Добавить в цитаты Настройки чтения

Страница 22 из 24



С этими словами Юрьевский распростерся на ступенях трона. Потом он поднялся и, тихо спустившись со ступеней, подошел к Твердову, обошел вокруг и стал лицом к трону.

– Сейчас свершится все! Поругание богини будет смыто кровью нечестивца! – воскликнул он. – Богиня! Царица! Тебе кровавая жертва!

Твердов увидел, как сумасшедший взмахнул правою рукой. В ней был длинный нож.

– Я вскрою ему грудь, – продолжал Юрьевский, – обнажу пред тобой его сердце, и ты увидишь, как оно грязно, как оно холодно.
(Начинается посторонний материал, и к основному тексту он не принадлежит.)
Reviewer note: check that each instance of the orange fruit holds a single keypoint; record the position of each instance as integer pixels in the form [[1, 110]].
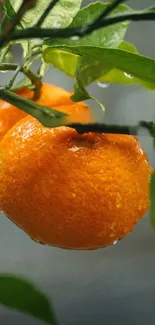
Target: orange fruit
[[51, 96], [70, 190]]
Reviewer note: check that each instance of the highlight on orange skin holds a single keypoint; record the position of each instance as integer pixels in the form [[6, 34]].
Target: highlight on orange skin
[[51, 96], [69, 190]]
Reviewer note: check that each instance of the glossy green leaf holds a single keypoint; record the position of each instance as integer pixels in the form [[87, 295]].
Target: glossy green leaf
[[136, 65], [104, 37], [67, 63], [19, 294], [49, 117], [152, 200], [80, 93], [60, 16], [10, 14], [64, 61], [121, 77]]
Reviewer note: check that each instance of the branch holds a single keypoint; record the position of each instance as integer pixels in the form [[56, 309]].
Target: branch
[[46, 12], [106, 12], [81, 31]]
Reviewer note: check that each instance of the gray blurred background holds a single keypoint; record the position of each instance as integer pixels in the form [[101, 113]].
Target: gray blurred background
[[109, 286]]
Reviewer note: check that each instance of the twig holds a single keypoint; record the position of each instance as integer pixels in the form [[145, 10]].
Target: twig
[[44, 15], [81, 31]]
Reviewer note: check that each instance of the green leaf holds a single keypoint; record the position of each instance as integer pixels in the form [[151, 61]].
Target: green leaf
[[49, 117], [80, 93], [152, 200], [64, 61], [19, 294], [104, 37], [67, 62], [10, 14], [60, 16], [121, 77], [133, 64]]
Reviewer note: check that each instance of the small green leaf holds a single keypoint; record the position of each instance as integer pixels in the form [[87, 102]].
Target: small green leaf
[[49, 117], [60, 16], [136, 65], [10, 14], [19, 294], [64, 61], [152, 200], [80, 93]]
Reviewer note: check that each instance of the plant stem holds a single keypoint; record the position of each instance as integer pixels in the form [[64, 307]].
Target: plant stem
[[35, 79], [81, 31], [46, 12]]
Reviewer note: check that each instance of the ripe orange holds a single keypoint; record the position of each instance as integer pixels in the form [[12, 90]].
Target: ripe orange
[[70, 190], [51, 96]]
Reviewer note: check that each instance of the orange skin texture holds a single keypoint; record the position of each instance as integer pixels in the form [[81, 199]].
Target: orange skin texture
[[69, 190], [51, 96]]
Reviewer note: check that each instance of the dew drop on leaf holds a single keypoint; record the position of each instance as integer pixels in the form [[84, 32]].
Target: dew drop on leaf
[[75, 38], [103, 84], [115, 242], [128, 75]]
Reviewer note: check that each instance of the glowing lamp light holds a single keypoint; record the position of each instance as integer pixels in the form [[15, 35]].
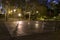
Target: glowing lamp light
[[19, 14]]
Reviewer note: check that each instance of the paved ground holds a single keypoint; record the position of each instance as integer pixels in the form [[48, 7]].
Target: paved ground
[[5, 33]]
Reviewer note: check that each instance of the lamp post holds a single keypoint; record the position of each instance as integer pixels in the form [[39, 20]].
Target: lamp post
[[29, 15]]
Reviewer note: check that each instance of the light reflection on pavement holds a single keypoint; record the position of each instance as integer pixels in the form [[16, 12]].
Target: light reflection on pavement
[[20, 28]]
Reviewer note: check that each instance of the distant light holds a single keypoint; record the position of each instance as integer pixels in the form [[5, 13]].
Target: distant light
[[36, 25], [54, 17], [14, 10], [19, 22], [37, 11], [19, 14], [11, 11], [28, 12], [55, 2]]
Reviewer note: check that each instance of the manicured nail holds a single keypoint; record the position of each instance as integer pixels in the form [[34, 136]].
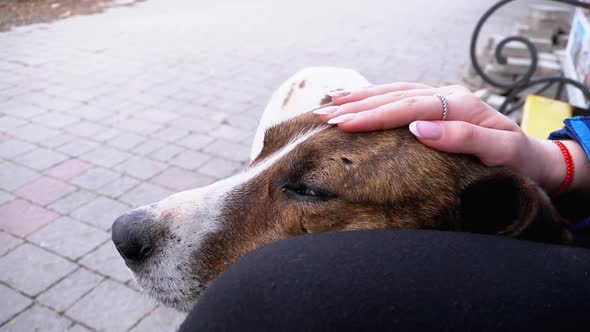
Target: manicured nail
[[338, 93], [342, 118], [326, 110], [426, 129]]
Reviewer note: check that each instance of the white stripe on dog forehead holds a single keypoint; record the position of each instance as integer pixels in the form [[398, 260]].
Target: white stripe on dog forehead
[[265, 164]]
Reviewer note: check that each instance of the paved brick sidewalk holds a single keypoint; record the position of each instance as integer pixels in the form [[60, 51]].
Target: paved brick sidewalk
[[99, 114]]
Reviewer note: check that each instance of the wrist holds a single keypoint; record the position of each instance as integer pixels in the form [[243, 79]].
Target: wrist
[[552, 166]]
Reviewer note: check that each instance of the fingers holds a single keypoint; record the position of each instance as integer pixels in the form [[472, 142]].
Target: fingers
[[343, 97], [464, 137], [399, 113], [375, 101]]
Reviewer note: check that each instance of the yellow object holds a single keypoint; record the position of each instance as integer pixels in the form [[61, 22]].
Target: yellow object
[[542, 115]]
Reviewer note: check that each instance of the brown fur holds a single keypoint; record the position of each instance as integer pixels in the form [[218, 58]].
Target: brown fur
[[383, 179]]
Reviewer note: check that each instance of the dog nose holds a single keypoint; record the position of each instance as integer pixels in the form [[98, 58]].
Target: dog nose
[[130, 236]]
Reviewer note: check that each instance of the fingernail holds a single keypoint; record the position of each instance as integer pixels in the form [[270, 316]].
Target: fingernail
[[426, 129], [342, 118], [326, 110], [338, 93]]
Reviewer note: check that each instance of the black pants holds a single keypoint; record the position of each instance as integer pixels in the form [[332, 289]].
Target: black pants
[[400, 281]]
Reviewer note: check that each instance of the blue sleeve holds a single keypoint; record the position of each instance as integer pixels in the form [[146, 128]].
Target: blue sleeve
[[577, 129]]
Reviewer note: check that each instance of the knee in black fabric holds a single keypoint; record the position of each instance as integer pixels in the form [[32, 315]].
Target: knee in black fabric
[[383, 280]]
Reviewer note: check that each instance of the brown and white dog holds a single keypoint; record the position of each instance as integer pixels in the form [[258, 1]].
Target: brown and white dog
[[306, 177]]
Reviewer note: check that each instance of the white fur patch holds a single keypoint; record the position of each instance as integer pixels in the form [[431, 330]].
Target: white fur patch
[[303, 97], [191, 216]]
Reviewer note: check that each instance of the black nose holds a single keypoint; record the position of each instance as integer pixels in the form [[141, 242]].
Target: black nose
[[131, 236]]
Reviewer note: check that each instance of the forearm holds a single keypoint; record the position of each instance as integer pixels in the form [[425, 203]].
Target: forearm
[[554, 168]]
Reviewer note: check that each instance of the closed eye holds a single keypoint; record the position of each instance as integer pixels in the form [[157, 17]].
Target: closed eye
[[301, 191]]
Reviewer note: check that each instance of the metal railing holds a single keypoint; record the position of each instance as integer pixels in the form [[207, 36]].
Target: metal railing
[[526, 81]]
В твою честь, царица!

Страшная жажда жизни охватила Твердова. Он забился всем телом, но путы крепко держали его. Нож, как магнит, притягивал его взгляд. Мгновения, пока безумец, размахивая им, придерживал левой рукой несчастного за грудь, показались ему вечностью. Твердов сознавал, что как только опустится эта вооруженная рука, для него все будет кончено.

Однако Юрьевский медлил. Твердов чувствовал, как безумец свободной рукой ощупывает его левую грудь, чтобы нанести удар, который бы не задел сердца.

Но в тот момент, когда безумец готов был опустить нож, Твердов вдруг услыхал знакомый голос:

– Те-те-те, всемогущий владыка, поиграли, и довольно: так уже нельзя.

Николай Васильевич по голосу узнал Кобылкина.

Послышался дикий вопль – не человека, а зверя, у которого вырывают из пасти добычу, – и тотчас же хрипенье, хохот и стук от падения двух тел.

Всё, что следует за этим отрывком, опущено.